BUDO adına atılan her adım, muhalefete malzeme veriyor ve tartışma yaratıyor.
Mesela gemilerin satılması…
Muhalefet, gemilerin satılmasını BUDO’nun da satılacağının işareti olarak gördü ve başladı eylemlere.
Ardından BUDO yolculuk fiyatlarına hatırı sayılır oranda indirim geldi.
Muhalefet bu kez İstanbul Büyükşehir Belediye Başkanı Ekrem İmamoğlu’na da teşekkür ederek, yeni bir polemiğin fitilini ateşledi.
Bugün BUDO meselesinin iç yüzünü, olay.com.tr canlı yayınına katılan Burulaş Genel Müdürü Kürşat Çapar’dan dinleyelim.
Nitekim Çapar, gemilerin satışında, BUDO’nun mali tablosuna varıncaya kadar, detaylı bilgiler vardı.

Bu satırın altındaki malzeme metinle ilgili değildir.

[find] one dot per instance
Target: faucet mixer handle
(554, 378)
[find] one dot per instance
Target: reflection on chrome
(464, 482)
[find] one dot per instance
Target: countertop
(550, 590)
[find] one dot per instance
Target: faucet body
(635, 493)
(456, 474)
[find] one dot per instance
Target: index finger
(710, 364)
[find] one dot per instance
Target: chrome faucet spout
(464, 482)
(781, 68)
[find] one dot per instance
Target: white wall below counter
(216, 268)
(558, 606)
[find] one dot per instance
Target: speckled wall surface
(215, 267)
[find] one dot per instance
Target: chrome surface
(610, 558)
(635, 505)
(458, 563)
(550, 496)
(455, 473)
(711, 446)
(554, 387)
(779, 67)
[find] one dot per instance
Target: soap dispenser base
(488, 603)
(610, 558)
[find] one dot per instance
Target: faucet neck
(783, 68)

Ve başlıkta da vurguladığım gibi, “BUDO’yu kesinlike satmayacağız. Bunu söylemekten bile artık ar duyuyoruz” dedi.
Şimdi gelelim BUDO’ya ait 2 geminin neden satıldığına.
BUDO, 7 gemiyle 1 milyon yolcu taşıyormuş.

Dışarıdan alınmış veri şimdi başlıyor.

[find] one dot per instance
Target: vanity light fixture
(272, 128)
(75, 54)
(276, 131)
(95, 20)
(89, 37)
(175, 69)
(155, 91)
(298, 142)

BURULAŞ yönetimi, bir çalışma yaparak 4 gemiyle de aynı sayıda yolcuyu taşıyabileceklerini tespit etmiş.
Ve 2 gemi satıldı. (1 gemi satışta)
Bugün sefer yapan 4 gemiyle de 1 milyon yolcu rahatlıkla taşınıyormuş.
Bu durumda Çapar şunu soruyor:
“4 gemiyle 1 milyon yolcu taşıyabiliyorken, neden 3 gemiyi kambur olarak sırtımızda taşıyalım?”
Peki BUDO buna rağmen zarar ediyor mu?
Evet ediyormuş…
Ancak 2018’de 11 milyon lira olan BUDO’nun zararı, gemilerin satışıyla 2019’da 5,5 milyon liraya inmiş.
Çapar, “Bir geminin aylık sadece mürettabat masrafı 150 bin lira. Hem bu masraftan kurtulduk hem de 7 gemiyle yapacağımız hizmeti 4 gemiyle yaptık. Bunun neresinde yanlış var? Hizmette de hiçbir aksama olmadı” diyerek, gemi satışlarının gerekçesini açıkladı.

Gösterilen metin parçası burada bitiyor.